Last week, we managed to avoid the worst of the heavy snow that had inconvenienced most of the UK. On Wednesday evening we held our Options evening for our Senior 3 Pupils and Parents.
Following on from the excellent Academic and Careers presentations from Mrs Lancaster and Mrs Gallagher (Morrisby Careers), I concluded with a brief overview of the Pastoral framework at Cransley School.
I referenced an element of Neurology that impacts upon the development of the teenage brain. Namely, neurones at the frontal cortex area of the brain and the limbic system. As a Pastoral practitioner, it is quite useful to have an understanding of the cause of occasional erratic and challenging behaviour from our pupils!
I remember vividly two extremely important pieces of advice that were handed to me many years ago at the beginning of my pastoral journey:
1. Be prepared to be let down – but don’t take it personally!
2. There are times when, to be fair, you need to be inconsistent!
Such advice correlates with the development of the teenage brain!
Sarah-Jayne Blakemore, a Professor of Cognitive Neuroscience provides an excellent editorial in the latest edition of the Chartered College of Teaching’s journal ‘Impact’ that served to expand further upon this extremely important subject.
Professor Blakemore states that Education changes the brain. Every time we learn a new fact, a new name or a new face, something in our brain will change!
In Professor Blakemore’s lab, she has undertaken a 15 year in depth study of adolescence that has resulted in the publication of her new book: ‘Inventing Ourselves’, due for release on 22nd March.
Brain imaging studies, in which children and adolescents are scanned in MRI scanners every two years, have shown that the brain undergoes protracted and substantial change during adolescence. Behaviours such as risk taking, decision making and learning all change during adolescence.
I have often used Socrates’ description of the adolescent age group:
“The children now love luxury. They have bad manners, contempt for authority; they show disrespect for elders and love chatter in place of exercise”! (Socrates: 469-399 BC).
Or how about this quote:
“The World is passing through troubled times.

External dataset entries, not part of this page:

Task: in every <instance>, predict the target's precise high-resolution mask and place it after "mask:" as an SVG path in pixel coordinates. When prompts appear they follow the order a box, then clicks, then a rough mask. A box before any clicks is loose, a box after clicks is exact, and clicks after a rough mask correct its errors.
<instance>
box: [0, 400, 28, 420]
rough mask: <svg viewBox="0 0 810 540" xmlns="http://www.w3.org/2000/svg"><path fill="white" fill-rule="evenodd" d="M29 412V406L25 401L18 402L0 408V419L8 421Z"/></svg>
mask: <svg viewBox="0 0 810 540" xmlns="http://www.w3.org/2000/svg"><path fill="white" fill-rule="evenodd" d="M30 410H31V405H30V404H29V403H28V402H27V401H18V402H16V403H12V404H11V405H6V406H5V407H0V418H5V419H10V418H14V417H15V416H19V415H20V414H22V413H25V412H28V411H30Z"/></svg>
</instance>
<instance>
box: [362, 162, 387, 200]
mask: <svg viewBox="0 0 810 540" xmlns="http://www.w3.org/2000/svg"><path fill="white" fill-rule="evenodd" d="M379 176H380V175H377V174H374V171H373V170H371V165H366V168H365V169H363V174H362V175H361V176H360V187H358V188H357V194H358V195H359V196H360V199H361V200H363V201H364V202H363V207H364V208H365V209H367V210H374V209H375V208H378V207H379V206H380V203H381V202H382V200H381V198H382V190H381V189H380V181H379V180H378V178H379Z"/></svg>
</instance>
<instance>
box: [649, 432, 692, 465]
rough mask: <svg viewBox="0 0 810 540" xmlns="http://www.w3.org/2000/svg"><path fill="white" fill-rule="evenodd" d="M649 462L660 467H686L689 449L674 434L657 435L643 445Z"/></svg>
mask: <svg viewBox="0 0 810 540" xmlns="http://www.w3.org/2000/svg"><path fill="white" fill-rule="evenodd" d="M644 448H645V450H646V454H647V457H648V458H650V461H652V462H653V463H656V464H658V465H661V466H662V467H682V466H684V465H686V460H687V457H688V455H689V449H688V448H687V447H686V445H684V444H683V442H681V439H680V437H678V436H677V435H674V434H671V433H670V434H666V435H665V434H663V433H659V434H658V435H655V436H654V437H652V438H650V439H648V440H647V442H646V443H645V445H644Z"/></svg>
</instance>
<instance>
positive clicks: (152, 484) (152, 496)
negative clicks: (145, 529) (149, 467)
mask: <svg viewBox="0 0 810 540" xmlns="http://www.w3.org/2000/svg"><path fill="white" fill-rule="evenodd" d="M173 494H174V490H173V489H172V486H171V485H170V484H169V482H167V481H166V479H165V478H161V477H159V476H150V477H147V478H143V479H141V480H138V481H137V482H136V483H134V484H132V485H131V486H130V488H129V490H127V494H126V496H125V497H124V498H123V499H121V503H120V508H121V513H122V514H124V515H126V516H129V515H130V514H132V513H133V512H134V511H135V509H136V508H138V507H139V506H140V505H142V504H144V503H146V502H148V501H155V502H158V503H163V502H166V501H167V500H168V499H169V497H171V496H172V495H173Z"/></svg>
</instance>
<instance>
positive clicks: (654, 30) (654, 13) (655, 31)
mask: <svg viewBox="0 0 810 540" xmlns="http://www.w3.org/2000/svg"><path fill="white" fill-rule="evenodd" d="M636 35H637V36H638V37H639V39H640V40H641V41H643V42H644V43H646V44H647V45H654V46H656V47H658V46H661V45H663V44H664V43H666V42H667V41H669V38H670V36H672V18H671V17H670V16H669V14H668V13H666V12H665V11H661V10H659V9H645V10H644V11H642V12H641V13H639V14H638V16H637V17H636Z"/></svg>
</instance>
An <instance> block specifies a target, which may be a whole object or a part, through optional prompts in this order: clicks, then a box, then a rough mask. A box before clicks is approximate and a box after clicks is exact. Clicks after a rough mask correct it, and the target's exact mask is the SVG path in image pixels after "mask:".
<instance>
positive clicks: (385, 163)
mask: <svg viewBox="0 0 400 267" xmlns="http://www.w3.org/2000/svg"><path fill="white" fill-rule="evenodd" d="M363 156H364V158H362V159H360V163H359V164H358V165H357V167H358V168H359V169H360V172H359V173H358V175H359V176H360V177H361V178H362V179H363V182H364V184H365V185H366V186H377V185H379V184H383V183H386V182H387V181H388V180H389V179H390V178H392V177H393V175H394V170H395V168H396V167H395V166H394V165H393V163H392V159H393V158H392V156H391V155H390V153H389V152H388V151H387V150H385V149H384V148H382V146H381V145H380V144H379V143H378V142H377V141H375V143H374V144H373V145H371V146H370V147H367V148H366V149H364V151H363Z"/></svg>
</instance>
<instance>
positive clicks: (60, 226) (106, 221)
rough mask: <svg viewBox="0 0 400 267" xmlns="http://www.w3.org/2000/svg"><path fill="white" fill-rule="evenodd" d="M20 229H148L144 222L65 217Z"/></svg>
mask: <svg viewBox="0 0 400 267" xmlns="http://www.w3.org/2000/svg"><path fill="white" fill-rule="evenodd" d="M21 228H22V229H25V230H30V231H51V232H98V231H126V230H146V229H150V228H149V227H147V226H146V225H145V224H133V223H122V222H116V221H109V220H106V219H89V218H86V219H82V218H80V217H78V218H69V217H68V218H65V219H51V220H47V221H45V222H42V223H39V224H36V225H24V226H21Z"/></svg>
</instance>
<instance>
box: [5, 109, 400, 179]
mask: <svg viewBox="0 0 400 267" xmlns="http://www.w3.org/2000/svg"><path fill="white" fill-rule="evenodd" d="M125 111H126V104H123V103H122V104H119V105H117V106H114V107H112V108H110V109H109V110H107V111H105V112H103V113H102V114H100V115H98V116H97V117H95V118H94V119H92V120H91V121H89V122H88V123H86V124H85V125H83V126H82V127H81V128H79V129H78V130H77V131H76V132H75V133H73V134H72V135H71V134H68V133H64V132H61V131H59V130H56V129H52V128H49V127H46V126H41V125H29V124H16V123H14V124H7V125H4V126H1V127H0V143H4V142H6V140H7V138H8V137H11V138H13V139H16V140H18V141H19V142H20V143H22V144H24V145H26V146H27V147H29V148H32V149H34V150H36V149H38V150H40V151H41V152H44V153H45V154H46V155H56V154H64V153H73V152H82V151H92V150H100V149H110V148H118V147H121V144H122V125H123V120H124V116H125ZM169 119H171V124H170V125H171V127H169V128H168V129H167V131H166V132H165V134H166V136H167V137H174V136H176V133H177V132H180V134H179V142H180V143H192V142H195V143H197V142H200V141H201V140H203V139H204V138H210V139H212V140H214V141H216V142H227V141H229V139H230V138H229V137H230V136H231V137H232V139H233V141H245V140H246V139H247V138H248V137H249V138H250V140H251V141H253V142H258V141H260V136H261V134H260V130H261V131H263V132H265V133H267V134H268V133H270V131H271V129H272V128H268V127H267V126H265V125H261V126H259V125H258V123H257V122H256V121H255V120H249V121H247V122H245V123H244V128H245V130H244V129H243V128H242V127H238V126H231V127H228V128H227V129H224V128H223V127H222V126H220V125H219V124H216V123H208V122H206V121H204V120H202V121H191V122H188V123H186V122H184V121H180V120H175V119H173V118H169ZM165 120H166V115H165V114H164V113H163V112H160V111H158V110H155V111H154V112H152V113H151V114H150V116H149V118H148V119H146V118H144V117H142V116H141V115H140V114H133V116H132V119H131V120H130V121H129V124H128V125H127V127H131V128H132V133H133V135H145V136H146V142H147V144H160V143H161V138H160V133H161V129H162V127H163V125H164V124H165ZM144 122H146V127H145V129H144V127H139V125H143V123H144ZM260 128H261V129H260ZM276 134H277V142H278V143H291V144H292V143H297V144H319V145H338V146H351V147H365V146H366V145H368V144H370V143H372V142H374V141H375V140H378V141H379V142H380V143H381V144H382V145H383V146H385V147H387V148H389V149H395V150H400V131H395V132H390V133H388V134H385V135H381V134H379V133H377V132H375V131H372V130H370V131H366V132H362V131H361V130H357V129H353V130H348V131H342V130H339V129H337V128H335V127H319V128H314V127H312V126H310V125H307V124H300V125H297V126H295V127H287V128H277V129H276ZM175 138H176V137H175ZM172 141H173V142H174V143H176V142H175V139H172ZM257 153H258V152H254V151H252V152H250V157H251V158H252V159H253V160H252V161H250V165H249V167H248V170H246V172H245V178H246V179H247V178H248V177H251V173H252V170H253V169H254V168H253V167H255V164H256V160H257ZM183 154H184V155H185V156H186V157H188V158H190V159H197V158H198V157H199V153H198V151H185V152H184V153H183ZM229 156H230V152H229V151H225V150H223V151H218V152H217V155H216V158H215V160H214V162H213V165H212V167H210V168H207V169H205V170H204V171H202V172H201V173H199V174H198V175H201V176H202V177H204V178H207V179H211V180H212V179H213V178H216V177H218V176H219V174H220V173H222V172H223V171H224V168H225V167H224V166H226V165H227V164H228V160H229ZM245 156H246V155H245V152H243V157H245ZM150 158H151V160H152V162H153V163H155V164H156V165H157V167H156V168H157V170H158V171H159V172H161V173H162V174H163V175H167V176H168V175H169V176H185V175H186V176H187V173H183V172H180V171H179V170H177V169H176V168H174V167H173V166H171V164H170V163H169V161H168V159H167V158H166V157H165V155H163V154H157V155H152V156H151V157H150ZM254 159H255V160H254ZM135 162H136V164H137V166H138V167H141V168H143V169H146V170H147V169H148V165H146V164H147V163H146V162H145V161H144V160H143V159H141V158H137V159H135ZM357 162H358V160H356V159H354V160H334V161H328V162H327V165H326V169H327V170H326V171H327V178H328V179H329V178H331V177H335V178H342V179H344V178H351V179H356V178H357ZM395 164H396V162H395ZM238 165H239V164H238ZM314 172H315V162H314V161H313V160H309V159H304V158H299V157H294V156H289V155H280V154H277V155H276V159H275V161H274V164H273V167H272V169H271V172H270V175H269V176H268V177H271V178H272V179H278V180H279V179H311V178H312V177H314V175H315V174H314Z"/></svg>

The young people of today think of nothing but themselves.
They have no reverence for parents or old age;
They are impatient of all restraint;
They talk as if they knew everything;
And what passes for wisdom with us, is foolishness to them.
As for the girls, they are immodest and unwomanly in speech, behaviour and dress.”
(Peter the Monk, 1274).
Unfortunately for Socrates and Peter the Monk, they did not have the benefit of MRI scanners to assist with making sense of adolescent behaviour!
Professor Blakemore claims that adolescence is a formative period of life, when the brain is changing in important ways, when neural pathways are malleable, and passion and creativity run high. We should understand this period of life, nurture it – and celebrate it!
I find it remarkable that, despite the challenges that adolescence presents to our pupils, they remain capable of producing such wonderful works of art, high quality academic content, sporting prowess, musical and dramatical talents.
I do hope that you can join us for the performance of a Midsummer Night’s Dream, on Friday 16th March, when such pupil talents will be showcased for all to see!